Enzymes are biomacromolecules for biological processes in a living being, assisting organisms in controlling physiological processes under a variety of environmental circumstances [1], [2], [3]. It is well recognized that numerous diseases such as Alzheimer’s disease, diabetes, Parkinson’s disease, and cancers, are closely correlated with the up- or down-regulation of particular enzyme activity [4], [5], [6], [7], [8]. Therefore, it is necessary to quantify and image the cellular enzymes for basic medical and biological research, as well as early disease diagnosis and drug discovery [9], [10], [11]. Small-molecule fluorescent probes are promising techniques that are employed for real-time imaging of living cells, monitoring cellular signaling pathway inside tissues and cells, identifying the binding with cellular and subcellular biomolecules and so on [12], [13], [14], [15], [16], [17], [18]. Because of the simplicity in synthetic procedure, fluorescent probes can selectively bind to a specific region or functional group of targeted biomolecules, along with changes in fluorescence signal (i.e. intensity or wavelength). Therefore, constructing fluorescence probes to track disease-related enzymes is pregnant and exciting work. In the last decades, substantial works were reported and results show large progress in this field [19], [20], [21], [22], [23], [24], [25], [26].

Human serum albumin (HSA) is an abundant protein in blood and tissue fluids with important physiological functions [27], [28]. The level of HSA in blood plasma is usually linked to variety of liver and kidney diseases such as diabetes, liver cirrhosis, chronic hepatitis, nephropathy and others [27], [28], [29], [30]. The sensitive and selective quantification of the HSA level in the biological fluids can thus serve as a diagnostic test for patients which suffer from the above-mentioned diseases. Indeed, urine albumin has long been accepted as diagnostic and prognostic marker of chronic kidney disease and diabetes [31], [32]. On the other hand, bovine serum albumin (BSA) is a globular protein with over 75 % similarity to HSA. because of its low cost and ready availability, BSA is widely used as a replacement of HSA in many biochemical and pharmacological applications [33]. However, BSA cannot replace the lost fluid in place of HSA and help restore the blood volume in surgery patients. In this way, it is important and urgent to distinguish HSA and BSA in therapeutic use.
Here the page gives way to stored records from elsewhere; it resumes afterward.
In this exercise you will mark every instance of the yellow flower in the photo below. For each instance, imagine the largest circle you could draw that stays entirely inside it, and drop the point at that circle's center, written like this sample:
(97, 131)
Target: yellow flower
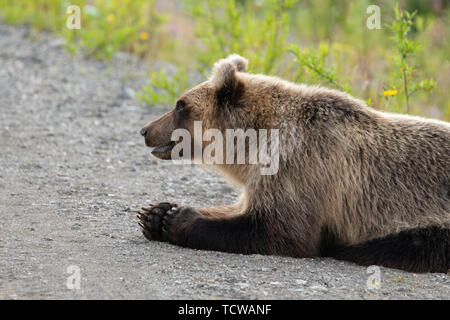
(388, 93)
(143, 35)
(111, 18)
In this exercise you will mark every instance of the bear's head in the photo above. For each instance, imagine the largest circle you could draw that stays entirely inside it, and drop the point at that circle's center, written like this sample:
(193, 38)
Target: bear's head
(229, 99)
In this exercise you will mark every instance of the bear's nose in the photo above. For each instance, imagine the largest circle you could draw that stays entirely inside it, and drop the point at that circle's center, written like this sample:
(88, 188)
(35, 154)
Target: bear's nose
(143, 132)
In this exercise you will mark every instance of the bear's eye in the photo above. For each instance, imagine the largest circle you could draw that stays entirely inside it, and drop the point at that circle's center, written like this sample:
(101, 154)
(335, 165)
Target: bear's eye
(180, 105)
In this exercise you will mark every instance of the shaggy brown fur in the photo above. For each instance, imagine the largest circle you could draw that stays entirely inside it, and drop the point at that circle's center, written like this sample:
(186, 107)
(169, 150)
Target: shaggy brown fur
(353, 183)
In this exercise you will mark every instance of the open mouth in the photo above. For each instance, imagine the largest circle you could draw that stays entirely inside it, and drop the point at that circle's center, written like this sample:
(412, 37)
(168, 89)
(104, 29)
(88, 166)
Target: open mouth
(164, 150)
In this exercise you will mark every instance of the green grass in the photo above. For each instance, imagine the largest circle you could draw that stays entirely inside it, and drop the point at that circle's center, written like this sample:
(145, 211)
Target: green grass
(403, 67)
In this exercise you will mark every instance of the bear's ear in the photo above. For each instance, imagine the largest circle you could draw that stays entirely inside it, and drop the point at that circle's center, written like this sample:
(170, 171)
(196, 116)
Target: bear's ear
(224, 79)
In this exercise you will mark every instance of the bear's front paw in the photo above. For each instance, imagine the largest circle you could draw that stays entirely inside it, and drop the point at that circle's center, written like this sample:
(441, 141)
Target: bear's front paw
(177, 222)
(151, 220)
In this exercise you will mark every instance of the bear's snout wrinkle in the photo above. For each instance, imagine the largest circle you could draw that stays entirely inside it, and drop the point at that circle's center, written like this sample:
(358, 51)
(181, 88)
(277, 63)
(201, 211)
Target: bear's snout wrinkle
(143, 132)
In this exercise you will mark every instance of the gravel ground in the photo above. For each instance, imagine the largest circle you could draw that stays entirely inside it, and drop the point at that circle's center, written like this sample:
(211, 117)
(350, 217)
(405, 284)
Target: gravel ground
(73, 169)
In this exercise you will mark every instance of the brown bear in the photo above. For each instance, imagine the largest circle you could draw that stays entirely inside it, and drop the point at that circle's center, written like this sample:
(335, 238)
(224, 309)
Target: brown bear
(353, 183)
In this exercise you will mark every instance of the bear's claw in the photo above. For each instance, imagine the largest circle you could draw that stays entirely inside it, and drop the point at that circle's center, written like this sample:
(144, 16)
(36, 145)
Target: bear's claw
(151, 220)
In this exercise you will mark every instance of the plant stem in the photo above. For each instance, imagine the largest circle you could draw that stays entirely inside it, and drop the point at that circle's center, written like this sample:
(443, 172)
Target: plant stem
(405, 84)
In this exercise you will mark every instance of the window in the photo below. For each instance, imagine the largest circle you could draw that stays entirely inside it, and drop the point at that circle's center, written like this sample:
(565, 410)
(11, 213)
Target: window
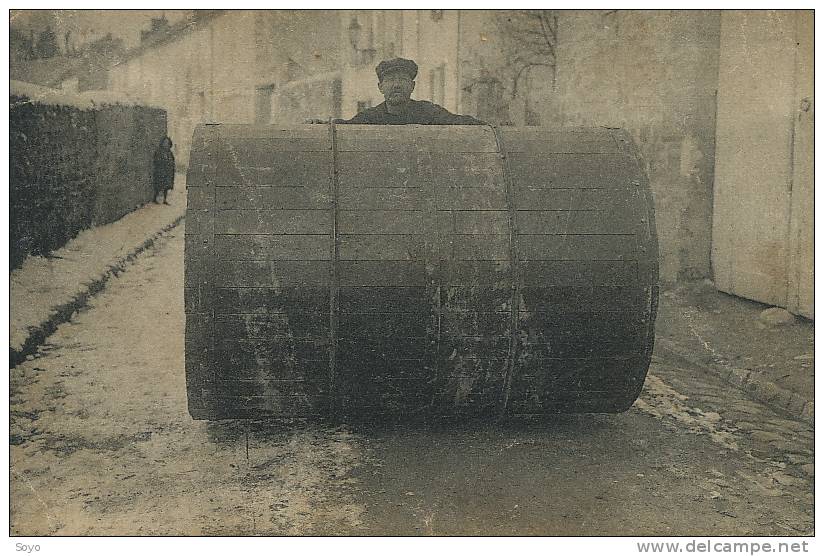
(263, 104)
(437, 83)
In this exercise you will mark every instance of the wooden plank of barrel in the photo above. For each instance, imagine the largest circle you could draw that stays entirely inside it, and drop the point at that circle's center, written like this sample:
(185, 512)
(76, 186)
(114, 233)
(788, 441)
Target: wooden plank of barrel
(416, 270)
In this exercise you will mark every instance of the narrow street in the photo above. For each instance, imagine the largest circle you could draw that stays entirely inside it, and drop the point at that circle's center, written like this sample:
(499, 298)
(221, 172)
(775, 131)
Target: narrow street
(102, 444)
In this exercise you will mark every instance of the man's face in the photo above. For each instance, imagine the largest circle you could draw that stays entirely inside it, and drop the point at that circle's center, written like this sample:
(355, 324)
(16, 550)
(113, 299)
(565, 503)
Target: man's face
(396, 87)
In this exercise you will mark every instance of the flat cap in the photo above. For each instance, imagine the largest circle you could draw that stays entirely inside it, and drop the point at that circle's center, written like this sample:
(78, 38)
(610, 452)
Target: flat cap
(397, 64)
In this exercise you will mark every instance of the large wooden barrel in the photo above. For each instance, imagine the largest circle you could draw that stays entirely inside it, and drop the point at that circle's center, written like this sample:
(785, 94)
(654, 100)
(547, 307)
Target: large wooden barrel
(342, 270)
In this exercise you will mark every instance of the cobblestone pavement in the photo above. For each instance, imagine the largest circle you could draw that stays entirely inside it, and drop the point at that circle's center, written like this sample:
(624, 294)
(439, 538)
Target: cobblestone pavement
(102, 444)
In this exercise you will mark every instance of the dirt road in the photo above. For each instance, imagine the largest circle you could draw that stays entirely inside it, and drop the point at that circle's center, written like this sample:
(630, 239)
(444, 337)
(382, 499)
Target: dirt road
(102, 445)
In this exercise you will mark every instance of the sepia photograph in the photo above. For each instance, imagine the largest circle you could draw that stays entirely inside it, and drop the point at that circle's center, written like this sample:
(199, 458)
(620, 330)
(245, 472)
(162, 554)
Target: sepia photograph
(413, 272)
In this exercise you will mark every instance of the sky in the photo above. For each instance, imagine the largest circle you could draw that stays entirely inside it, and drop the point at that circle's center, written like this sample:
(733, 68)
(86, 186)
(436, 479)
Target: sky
(88, 25)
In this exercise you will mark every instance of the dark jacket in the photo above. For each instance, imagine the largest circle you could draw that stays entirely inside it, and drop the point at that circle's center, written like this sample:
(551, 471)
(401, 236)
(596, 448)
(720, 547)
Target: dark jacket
(163, 175)
(416, 112)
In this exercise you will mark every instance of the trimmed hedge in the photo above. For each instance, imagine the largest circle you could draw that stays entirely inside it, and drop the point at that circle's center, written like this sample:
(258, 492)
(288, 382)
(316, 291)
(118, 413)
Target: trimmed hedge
(73, 168)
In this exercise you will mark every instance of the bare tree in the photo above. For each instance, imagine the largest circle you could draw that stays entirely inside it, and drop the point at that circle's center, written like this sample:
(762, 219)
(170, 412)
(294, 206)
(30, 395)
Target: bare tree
(530, 39)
Donor-π-acceptor (D-π-A) dipolar fluorescent probes are particularly interesting as their optical properties were strongly dependent to their environmental changes such as polarity or viscosity [34]. Many efficient fluorescent probes for HSA are known, which are mostly based on the fluorescence enhancement of dipolar probes caused by the environmental change from an aqueous medium to a binding pocket of HSA based on the probe-HSA chelation. However, they have been less exploited for the discrimination of HSA from BSA [35], [36], [37], [38], [39], [40], [41], [42], [43]. In this regard, the hydrophobic cavity of HSA is a key feature for designing fluorescent probes. Herein, we developed four lophine-derived D-π-A fluorescent probes by systematic variation of electron-donor and electron-acceptor groups. The selective experiment results demonstrated that dye M−H−SO3 with a hydrophilic sulfonate group at electron-acceptor part exhibited sufficient selectivity for discrimination of HSA from BSA. Dyes with substitutions at lophine group of electron-donor part, will increase steric hindrance in binding with HSA and give low selectivity. Analysis of the binding mechanism between dye M−H−SO3 and HSA by using both experimental and docking studies indicated that hydrogen-bond interactions were the major driving force for complexation of M−H−SO3 at site III in HSA, yielding a substantial fluorescent enhancement. Furthermore, the outstanding HSA detection capabilities of M−H−SO3 in urine allow us to develop a rapid and effective way to monitor the health status of people.